Nas frases abaixo, qual é a função sintática das expressões que se seguem à forma verbal?

«O casaco custou cerca de 20 euros», «O casaco custou 20 euros», «O casaco custou muito dinheiro».

Obrigada.

Resposta:

Os complementos de verbos como custar, medir, pesar e durar, os quais envolvem uma avaliação ou uma medição, têm um comportamento especial: considera-se que são complementos diretos, mas não substituíveis pelo pronome -o (cf. Textos Relacionados). Noutra perspetiva, a Gramática do Português da Fundação Calouste Gulbenkian (2013, pág. 368/369) classifica esses complementos como oblíquos não preposicionados.

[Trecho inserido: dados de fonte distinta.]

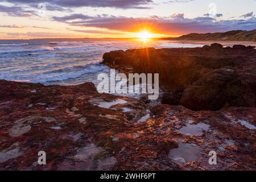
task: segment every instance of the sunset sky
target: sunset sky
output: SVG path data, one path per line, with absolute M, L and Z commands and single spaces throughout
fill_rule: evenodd
M 177 36 L 256 28 L 256 0 L 0 0 L 0 39 Z

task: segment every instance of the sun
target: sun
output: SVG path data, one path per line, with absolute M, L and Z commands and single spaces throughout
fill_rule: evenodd
M 137 37 L 143 42 L 146 42 L 148 41 L 150 38 L 152 38 L 152 35 L 147 31 L 143 31 L 138 33 Z

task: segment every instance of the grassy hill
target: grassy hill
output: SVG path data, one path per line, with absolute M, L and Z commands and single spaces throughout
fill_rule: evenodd
M 251 31 L 233 30 L 226 32 L 208 34 L 192 33 L 171 40 L 230 40 L 256 42 L 256 29 Z

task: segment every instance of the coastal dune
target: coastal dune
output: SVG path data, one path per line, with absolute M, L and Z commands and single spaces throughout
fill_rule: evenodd
M 154 48 L 104 54 L 104 63 L 125 72 L 159 73 L 162 104 L 193 110 L 256 105 L 256 49 L 214 43 L 194 48 Z

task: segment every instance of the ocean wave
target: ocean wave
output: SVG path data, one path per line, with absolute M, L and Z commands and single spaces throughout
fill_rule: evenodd
M 15 51 L 9 51 L 0 52 L 0 53 L 29 53 L 29 52 L 44 52 L 49 51 L 54 51 L 54 48 L 48 47 L 45 48 L 41 48 L 34 49 L 20 49 Z
M 75 45 L 84 43 L 83 42 L 51 42 L 49 43 L 50 45 L 60 45 L 60 46 L 67 46 L 67 45 Z
M 66 67 L 54 71 L 48 71 L 39 74 L 20 75 L 3 74 L 0 73 L 0 78 L 7 80 L 19 80 L 23 82 L 45 84 L 53 81 L 64 81 L 76 78 L 88 73 L 97 73 L 109 69 L 100 63 L 93 63 L 85 65 Z
M 25 46 L 25 45 L 29 45 L 28 43 L 16 43 L 16 44 L 0 44 L 0 47 L 13 47 L 13 46 Z

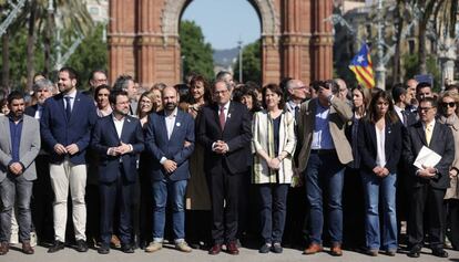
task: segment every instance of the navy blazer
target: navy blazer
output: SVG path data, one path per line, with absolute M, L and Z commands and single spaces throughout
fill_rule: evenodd
M 185 142 L 191 143 L 185 147 Z M 153 157 L 151 164 L 151 178 L 163 180 L 169 178 L 173 181 L 190 178 L 188 158 L 194 150 L 194 119 L 193 117 L 177 109 L 174 129 L 171 139 L 167 138 L 164 111 L 152 113 L 146 123 L 145 146 L 149 154 Z M 161 158 L 167 158 L 177 164 L 177 168 L 172 174 L 167 174 L 161 165 Z
M 218 118 L 218 105 L 204 106 L 196 118 L 197 140 L 204 146 L 204 170 L 208 174 L 221 174 L 225 166 L 230 174 L 243 174 L 248 170 L 247 158 L 251 150 L 247 145 L 252 140 L 252 115 L 247 107 L 237 102 L 231 102 L 225 127 L 222 130 Z M 225 155 L 212 150 L 216 140 L 225 142 L 230 151 Z
M 70 119 L 67 119 L 63 95 L 57 94 L 43 104 L 40 118 L 40 132 L 45 149 L 50 153 L 50 161 L 62 163 L 64 155 L 54 151 L 57 144 L 69 146 L 76 144 L 79 151 L 70 157 L 74 165 L 85 164 L 86 147 L 90 144 L 91 130 L 98 119 L 93 99 L 76 92 Z
M 131 144 L 133 150 L 122 156 L 106 155 L 109 147 L 118 147 L 121 145 L 121 142 Z M 91 147 L 100 155 L 100 182 L 113 182 L 116 180 L 120 170 L 120 158 L 122 159 L 126 180 L 135 182 L 137 178 L 137 154 L 144 149 L 142 126 L 137 118 L 125 116 L 121 138 L 118 136 L 113 115 L 99 118 L 92 133 Z
M 411 187 L 421 187 L 426 184 L 430 184 L 431 187 L 437 189 L 447 189 L 449 187 L 449 167 L 455 160 L 453 142 L 455 138 L 451 129 L 438 120 L 435 122 L 429 146 L 427 146 L 426 132 L 420 120 L 408 127 L 404 137 L 402 157 L 407 165 L 409 165 Z M 424 179 L 416 176 L 418 168 L 412 165 L 422 146 L 430 148 L 441 156 L 441 160 L 434 167 L 437 168 L 438 174 L 431 179 Z
M 374 174 L 373 169 L 376 165 L 377 144 L 375 124 L 370 123 L 366 117 L 358 124 L 358 149 L 360 154 L 360 171 L 365 174 Z M 400 160 L 402 148 L 402 124 L 397 120 L 391 123 L 386 117 L 385 128 L 385 154 L 386 165 L 384 166 L 390 174 L 397 172 L 397 165 Z

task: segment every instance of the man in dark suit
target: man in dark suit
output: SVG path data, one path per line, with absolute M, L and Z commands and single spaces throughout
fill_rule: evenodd
M 109 96 L 113 114 L 99 118 L 92 134 L 92 148 L 100 155 L 99 188 L 101 197 L 101 247 L 98 252 L 110 252 L 113 210 L 120 209 L 121 250 L 133 253 L 131 245 L 132 190 L 137 179 L 137 154 L 144 149 L 142 126 L 129 116 L 129 97 L 124 91 Z
M 455 158 L 455 145 L 449 127 L 435 119 L 437 101 L 432 97 L 420 99 L 418 107 L 420 120 L 408 127 L 402 157 L 410 166 L 411 185 L 410 210 L 408 218 L 408 255 L 419 258 L 424 241 L 424 217 L 427 209 L 428 233 L 432 254 L 448 258 L 443 250 L 443 197 L 449 187 L 449 167 Z M 428 147 L 441 156 L 434 167 L 417 168 L 415 163 L 422 147 Z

N. E. (2/06/2016) – Recebemos de João de Brito (Vila Real) o seguinte comentário crítico:

«O conteúdo desta resposta é um bom exemplo da leviandade com que o funcionamento da língua é oficialmente tratado. Recorre-se a truques, a muletas, em vez de se ir ao âmago semântico da comunicação. E o resultado é sempre o mesmo: as exceções são mais que muitas e justificam-se a si mesmas ou por si mesmas. É o caso de “…mas não substituíveis pelo pronome –o.” Quanto à figura do complemento oblíquo, já disse o que tinha a dizer em "Sobre os complementos oblíquos e as preposições" (Correio) Refletindo: É notório que os verbos listados na resposta, e haverá outros, não têm a natureza transitiva daqueles que selecionam um complemento direto. Aqui, como por exemplo na matemática, há que desdobrar unidades de sentido. Assim, o verbo custar equivale a «ter o custo de». Ou seja, custar, nas frases em apreço, já incorpora o comple...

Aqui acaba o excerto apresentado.